夏瑞和也不愿就此了结性命,深谙欲擒故纵之策的她就和李师道慢慢地周旋起来。
人就是这样,太容易到手的东西往往不觉得珍贵,反之越是得不到手,越是视若珍宝,夏瑞和内心的矛盾被李师道理解为欲拒还迎。每每想到有朝一日能将兄长的女人压在身下,李师道就浑身充满了激情,他很享受这个过程,也就并不急着对夏瑞和下手。
毛雄领命到了魏州,表达了拿夏瑞和一双子女交换苏卿母女的意思,田季安觉得无可无不可,正要答应,田萁却闯了过来,力称不可。
当着一群幕僚的面被田萁冲撞,田季安很不高兴,不耐烦道:“小妹,这我就不明白了,一个暗娼的儿女,你留着他作甚,倒显得咱小家子气了。”
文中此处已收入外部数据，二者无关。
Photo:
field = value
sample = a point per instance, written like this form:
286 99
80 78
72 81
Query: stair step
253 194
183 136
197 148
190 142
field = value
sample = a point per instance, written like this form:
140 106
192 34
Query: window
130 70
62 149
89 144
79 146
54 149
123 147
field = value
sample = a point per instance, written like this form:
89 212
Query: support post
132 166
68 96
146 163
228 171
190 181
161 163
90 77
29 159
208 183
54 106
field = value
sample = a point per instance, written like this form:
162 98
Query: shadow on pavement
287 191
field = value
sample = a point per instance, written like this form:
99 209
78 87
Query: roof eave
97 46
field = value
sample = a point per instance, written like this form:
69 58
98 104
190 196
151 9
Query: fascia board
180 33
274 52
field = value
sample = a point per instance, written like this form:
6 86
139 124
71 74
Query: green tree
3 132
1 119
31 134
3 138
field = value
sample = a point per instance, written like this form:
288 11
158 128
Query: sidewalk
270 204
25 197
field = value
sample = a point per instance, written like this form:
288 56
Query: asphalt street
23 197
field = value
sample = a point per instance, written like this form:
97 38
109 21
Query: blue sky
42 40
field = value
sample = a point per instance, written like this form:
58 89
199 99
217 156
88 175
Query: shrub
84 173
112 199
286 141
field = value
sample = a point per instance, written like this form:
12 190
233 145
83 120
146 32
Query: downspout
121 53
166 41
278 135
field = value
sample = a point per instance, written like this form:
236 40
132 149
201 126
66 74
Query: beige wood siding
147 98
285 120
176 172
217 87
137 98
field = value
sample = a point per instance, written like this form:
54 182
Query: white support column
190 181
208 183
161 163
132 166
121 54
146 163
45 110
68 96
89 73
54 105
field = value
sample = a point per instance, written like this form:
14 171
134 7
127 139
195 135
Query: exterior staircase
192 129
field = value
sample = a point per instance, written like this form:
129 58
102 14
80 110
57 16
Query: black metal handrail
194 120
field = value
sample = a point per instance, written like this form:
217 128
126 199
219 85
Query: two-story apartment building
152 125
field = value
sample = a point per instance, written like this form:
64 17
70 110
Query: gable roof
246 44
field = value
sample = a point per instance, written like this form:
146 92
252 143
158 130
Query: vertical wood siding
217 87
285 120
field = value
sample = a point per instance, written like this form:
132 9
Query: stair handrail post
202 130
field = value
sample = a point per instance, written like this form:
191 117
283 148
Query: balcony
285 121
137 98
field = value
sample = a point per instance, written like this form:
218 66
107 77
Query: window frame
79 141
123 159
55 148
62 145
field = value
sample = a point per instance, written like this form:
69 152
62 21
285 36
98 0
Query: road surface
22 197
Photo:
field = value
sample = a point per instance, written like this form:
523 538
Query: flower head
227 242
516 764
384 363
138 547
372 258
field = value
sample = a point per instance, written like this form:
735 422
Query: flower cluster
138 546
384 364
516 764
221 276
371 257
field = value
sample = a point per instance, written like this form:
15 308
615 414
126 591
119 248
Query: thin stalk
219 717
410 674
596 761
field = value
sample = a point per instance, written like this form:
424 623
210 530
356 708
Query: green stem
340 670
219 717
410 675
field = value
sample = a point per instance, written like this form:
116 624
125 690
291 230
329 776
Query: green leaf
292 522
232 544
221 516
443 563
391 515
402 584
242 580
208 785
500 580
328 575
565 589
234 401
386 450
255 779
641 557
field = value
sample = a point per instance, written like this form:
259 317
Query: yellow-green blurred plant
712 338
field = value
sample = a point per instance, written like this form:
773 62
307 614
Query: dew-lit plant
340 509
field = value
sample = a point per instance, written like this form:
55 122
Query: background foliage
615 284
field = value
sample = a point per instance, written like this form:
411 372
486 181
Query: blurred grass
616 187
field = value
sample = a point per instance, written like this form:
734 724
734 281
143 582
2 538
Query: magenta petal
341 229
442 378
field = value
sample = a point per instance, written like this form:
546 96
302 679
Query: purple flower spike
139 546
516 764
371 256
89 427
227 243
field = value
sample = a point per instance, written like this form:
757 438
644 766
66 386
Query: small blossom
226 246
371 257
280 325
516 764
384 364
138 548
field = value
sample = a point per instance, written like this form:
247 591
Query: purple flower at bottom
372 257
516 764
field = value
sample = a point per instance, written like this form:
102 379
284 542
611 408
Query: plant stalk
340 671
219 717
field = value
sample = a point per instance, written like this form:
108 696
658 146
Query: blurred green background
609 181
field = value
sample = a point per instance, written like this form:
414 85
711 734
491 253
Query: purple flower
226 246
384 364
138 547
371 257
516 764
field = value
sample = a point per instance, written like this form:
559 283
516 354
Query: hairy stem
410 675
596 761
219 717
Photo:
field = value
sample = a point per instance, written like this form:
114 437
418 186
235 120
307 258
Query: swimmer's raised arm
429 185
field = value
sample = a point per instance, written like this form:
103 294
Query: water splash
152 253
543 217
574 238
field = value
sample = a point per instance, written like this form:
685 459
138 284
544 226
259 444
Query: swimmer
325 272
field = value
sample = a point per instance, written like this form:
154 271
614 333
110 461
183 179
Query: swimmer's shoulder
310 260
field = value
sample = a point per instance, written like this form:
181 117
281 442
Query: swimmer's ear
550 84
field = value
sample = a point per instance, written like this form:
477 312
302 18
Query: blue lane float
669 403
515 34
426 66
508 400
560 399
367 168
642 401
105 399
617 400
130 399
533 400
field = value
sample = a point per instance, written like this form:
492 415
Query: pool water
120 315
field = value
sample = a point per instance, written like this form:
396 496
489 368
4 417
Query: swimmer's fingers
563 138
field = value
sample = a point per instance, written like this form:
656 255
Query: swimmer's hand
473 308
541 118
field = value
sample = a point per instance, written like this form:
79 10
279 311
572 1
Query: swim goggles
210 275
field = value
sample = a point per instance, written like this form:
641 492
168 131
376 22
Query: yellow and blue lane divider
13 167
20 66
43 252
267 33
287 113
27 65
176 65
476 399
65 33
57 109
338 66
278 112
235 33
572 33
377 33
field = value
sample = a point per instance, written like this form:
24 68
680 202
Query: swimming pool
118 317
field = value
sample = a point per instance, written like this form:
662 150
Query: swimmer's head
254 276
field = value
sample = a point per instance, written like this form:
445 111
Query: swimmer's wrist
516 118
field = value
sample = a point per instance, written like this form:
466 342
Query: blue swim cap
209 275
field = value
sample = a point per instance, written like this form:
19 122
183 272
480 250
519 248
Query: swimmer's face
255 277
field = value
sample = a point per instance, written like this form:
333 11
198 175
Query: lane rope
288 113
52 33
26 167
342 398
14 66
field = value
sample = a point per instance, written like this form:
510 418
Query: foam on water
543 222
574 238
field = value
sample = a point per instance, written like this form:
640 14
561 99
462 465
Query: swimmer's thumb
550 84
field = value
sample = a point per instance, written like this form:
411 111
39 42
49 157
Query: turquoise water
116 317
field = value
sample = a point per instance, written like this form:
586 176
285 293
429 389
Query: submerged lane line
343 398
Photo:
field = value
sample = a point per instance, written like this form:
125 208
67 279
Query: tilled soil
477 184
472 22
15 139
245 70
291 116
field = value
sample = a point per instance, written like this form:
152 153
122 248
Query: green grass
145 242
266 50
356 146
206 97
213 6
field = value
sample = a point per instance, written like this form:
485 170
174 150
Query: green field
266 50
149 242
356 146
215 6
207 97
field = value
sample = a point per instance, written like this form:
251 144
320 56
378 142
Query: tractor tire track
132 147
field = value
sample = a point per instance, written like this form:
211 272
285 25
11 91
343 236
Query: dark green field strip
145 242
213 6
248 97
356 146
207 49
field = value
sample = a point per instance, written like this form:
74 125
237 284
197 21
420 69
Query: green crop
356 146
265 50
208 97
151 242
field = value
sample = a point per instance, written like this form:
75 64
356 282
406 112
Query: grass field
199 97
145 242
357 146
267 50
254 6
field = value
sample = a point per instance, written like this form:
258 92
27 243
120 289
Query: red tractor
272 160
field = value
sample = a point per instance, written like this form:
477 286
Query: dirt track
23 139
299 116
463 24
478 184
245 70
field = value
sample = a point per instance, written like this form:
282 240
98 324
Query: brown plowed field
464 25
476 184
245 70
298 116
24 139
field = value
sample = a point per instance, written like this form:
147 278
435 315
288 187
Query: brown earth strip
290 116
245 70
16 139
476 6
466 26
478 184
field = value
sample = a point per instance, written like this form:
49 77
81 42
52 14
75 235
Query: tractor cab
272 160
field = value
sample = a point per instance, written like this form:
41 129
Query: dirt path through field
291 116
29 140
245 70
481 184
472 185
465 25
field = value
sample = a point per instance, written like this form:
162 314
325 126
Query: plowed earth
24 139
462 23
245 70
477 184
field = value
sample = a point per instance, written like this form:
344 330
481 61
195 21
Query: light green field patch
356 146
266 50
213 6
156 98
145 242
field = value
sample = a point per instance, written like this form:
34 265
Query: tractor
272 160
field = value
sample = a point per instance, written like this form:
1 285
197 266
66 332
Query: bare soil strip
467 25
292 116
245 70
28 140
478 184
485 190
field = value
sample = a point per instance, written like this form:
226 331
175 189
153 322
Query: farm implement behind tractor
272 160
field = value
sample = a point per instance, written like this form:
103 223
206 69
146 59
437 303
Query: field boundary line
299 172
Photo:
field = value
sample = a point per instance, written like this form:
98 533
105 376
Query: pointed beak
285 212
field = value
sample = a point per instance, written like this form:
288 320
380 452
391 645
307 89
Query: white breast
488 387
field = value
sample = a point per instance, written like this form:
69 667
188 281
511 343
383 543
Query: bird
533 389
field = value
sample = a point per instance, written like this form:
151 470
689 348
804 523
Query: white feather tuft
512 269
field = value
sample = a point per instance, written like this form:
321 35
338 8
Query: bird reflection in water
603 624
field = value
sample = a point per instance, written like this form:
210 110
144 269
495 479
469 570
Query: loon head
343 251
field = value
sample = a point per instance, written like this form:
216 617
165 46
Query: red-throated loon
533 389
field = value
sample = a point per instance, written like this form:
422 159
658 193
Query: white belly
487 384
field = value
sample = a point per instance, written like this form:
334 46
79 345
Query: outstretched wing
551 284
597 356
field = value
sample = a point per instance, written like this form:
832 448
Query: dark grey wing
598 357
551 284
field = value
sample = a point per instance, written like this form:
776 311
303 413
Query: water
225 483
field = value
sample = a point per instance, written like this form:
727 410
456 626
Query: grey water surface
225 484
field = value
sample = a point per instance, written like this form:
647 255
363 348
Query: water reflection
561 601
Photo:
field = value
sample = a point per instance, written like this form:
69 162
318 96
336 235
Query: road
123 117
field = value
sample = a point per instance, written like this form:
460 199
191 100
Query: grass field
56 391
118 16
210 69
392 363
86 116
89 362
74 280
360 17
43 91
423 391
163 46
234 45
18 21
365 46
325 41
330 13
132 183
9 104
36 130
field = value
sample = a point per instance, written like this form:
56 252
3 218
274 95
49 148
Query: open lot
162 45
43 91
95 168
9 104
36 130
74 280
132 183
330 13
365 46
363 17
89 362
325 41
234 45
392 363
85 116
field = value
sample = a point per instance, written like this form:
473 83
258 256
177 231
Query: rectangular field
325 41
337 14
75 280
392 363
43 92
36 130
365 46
田萁道:“夏瑞和是李师古的女人,李师道如今又想染指,足见这个女人不简单,这样的人若收为我们所用,岂非一招妙棋?”
田季安笑道:“小妹,你这话差了。李茂掳她一双儿女做护身符,害的她母子分离,她岂不是恨死李茂了?而今我把人送回去,那是施了她一个大大的恩惠,她感念我,才可能为我所用,我不放人,她恨我还来不及,岂肯为我所用?这世上强扭的瓜不甜。”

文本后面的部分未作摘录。